This week the House voted to extend a rule making it easier for lawmakers to eliminate federal jobs and cut federal pay. The Holman Rule was brought back at the beginning of the 115th Congress, but it was scheduled to only be in place for one year.
This rule, which had been banned since 1983, enables lawmakers to reduce the number of federal employees at specific agencies or cut federal pay as a provision of or an amendment to an appropriation bill. They can cut the rolls or compensation for employees only at the agencies covered by the specific spending bill in which the provision or amendment is included. The salary reductions can target only those employees whose salaries are paid from the Treasury.
The Holman Rule was never used successfully in 2017. Congress tried slashing 1/3 of the employees in the Congressional Budget Offices, but that was easily defeated on the House floor.
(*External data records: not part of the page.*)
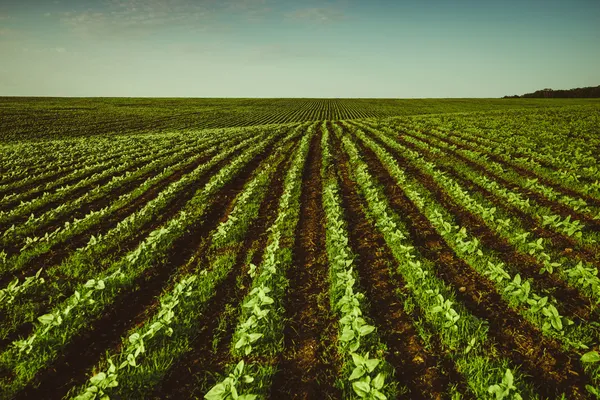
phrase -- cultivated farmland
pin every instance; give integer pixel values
(309, 248)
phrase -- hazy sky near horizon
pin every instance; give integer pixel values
(282, 48)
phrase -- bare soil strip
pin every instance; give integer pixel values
(532, 174)
(558, 208)
(308, 367)
(189, 375)
(571, 302)
(55, 256)
(553, 370)
(560, 241)
(133, 307)
(77, 193)
(415, 366)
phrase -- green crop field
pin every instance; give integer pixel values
(299, 248)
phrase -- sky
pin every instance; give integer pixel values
(285, 48)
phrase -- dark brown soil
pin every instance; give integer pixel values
(58, 254)
(557, 208)
(532, 174)
(74, 194)
(558, 240)
(185, 378)
(309, 365)
(415, 366)
(131, 307)
(571, 303)
(553, 370)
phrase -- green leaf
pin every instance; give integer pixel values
(361, 388)
(590, 357)
(366, 329)
(96, 379)
(378, 395)
(46, 319)
(378, 382)
(347, 334)
(372, 364)
(216, 393)
(356, 373)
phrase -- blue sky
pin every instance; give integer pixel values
(281, 48)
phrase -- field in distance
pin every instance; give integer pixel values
(299, 248)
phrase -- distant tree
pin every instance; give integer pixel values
(587, 92)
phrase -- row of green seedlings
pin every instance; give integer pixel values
(569, 178)
(259, 332)
(482, 159)
(565, 226)
(26, 357)
(37, 161)
(565, 179)
(539, 310)
(579, 274)
(181, 158)
(365, 375)
(25, 208)
(26, 232)
(34, 156)
(462, 335)
(83, 177)
(547, 218)
(536, 139)
(579, 169)
(85, 259)
(15, 191)
(149, 350)
(16, 288)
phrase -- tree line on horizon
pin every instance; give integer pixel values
(586, 92)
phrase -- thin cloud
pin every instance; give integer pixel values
(142, 17)
(318, 14)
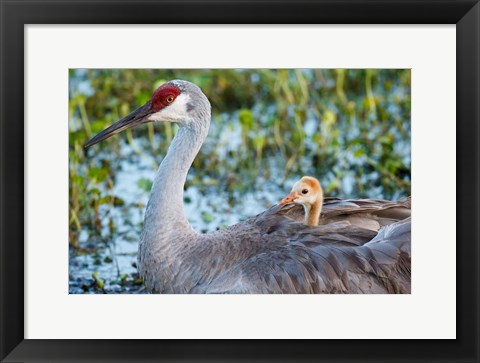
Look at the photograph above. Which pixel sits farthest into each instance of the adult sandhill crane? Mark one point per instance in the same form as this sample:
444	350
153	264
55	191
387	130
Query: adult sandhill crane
361	247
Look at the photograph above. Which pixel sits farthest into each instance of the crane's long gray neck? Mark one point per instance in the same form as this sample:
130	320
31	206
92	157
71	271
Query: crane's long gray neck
165	217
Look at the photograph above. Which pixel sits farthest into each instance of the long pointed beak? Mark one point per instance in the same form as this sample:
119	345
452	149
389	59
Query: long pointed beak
137	117
289	198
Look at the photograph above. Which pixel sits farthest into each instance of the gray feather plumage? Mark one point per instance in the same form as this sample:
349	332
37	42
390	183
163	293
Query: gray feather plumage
360	246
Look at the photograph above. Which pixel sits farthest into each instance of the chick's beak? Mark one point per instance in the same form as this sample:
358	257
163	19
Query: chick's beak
289	198
137	117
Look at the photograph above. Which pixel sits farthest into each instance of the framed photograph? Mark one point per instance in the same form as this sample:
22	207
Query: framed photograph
379	256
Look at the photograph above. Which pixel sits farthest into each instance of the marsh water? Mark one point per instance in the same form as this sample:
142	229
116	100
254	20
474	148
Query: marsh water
349	128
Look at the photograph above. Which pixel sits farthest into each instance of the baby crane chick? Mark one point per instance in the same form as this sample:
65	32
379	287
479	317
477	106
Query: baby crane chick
307	192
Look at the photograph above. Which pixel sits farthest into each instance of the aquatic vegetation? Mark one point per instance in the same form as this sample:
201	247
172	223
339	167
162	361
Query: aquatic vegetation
349	128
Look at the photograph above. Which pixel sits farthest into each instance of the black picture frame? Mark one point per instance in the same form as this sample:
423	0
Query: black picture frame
15	14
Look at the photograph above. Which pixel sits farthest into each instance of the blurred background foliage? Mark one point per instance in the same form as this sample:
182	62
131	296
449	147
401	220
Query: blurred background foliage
348	127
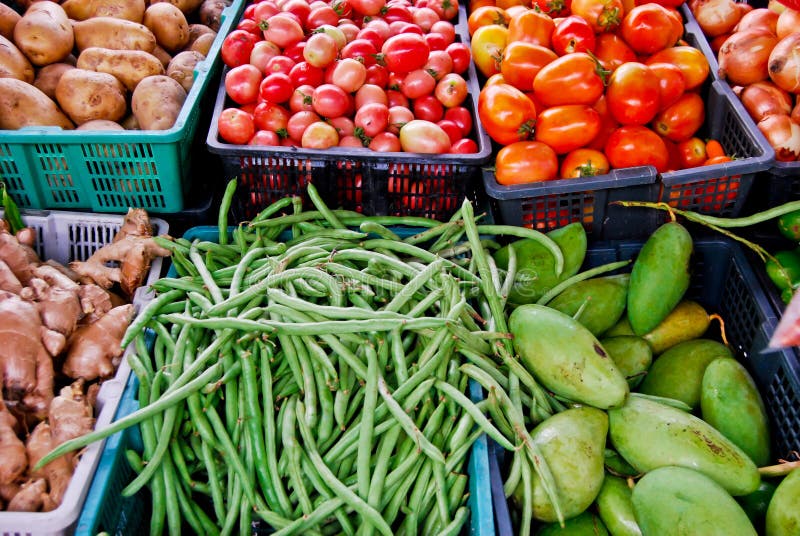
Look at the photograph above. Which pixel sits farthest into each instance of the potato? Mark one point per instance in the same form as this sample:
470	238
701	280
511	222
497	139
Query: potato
100	124
168	24
202	44
23	105
129	66
86	95
182	67
117	34
187	6
48	76
157	102
8	19
132	10
13	63
44	33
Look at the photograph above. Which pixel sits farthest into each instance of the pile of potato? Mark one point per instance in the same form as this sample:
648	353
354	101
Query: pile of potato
101	64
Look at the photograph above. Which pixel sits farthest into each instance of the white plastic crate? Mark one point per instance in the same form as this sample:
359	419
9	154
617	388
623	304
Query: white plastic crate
65	237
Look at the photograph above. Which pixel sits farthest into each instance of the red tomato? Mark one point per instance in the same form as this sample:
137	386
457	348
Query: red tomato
571	79
405	52
635	145
507	114
522	61
680	121
523	162
236	47
566	128
648	28
241	83
633	94
602	15
235	126
573	34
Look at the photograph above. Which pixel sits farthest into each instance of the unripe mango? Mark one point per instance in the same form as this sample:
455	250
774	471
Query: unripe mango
659	277
682	502
649	435
678	372
731	403
566	357
600	300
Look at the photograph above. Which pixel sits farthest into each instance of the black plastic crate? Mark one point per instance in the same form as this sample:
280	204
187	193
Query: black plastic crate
724	282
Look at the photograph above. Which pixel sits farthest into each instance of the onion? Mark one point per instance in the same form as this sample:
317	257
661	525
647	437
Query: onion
758	19
783	135
784	63
717	17
743	58
788	22
765	98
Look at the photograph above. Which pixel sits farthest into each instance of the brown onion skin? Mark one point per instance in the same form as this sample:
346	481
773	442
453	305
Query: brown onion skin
744	57
765	98
758	19
784	63
783	135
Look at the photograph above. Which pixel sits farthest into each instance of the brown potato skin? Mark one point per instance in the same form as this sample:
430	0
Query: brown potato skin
128	66
22	105
168	24
156	102
44	33
13	63
8	19
132	10
48	76
86	95
117	34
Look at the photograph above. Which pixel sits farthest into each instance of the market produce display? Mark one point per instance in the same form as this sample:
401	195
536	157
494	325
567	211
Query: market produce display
61	333
80	64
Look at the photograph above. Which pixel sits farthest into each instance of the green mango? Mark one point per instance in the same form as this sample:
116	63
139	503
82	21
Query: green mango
632	356
585	524
678	372
783	512
601	301
565	357
659	277
731	403
687	321
650	434
535	265
578	478
615	507
683	502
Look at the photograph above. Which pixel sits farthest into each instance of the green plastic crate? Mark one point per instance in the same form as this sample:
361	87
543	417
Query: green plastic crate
109	171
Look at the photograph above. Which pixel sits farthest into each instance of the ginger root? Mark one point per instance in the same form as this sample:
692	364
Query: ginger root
93	348
133	248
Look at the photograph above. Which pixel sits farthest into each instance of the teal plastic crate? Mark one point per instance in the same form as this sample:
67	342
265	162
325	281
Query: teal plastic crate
106	510
109	171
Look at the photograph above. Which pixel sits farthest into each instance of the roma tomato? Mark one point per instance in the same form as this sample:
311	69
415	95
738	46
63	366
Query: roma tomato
522	61
633	94
602	15
576	78
487	46
584	162
635	145
507	114
573	34
566	128
523	162
680	121
236	126
648	28
404	53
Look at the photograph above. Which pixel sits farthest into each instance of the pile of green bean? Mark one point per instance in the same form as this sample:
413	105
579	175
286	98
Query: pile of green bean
308	369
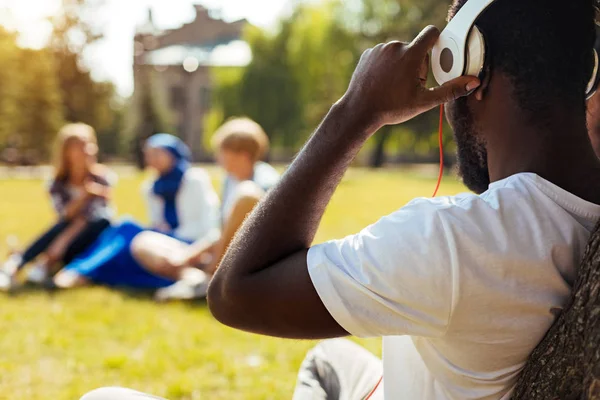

Amendments were also put forward to strip the salaries of any employee working full time on official time or anyone “not subject to at-will employment”. However, those provisions did not make it out of committee.
The House Policy Committee said when it first passed the rule last year that it was intended to “provide members with additional tools to reduce spending during consideration of the regular general appropriations bill”.
Rep. Gerry Connolly, D-Va., accused House Republicans of sneaking in the rule extension “without any public debate”. “This archaic tool, also known as the Armageddon Rule, is nothing more than a backdoor way for Republicans to dismantle the federal workforce and carry out political vendettas at the expense of career civil servants,” he said. He added, “no one is safe” because Republicans attempted to invoke the measure on the non-partisan CBO.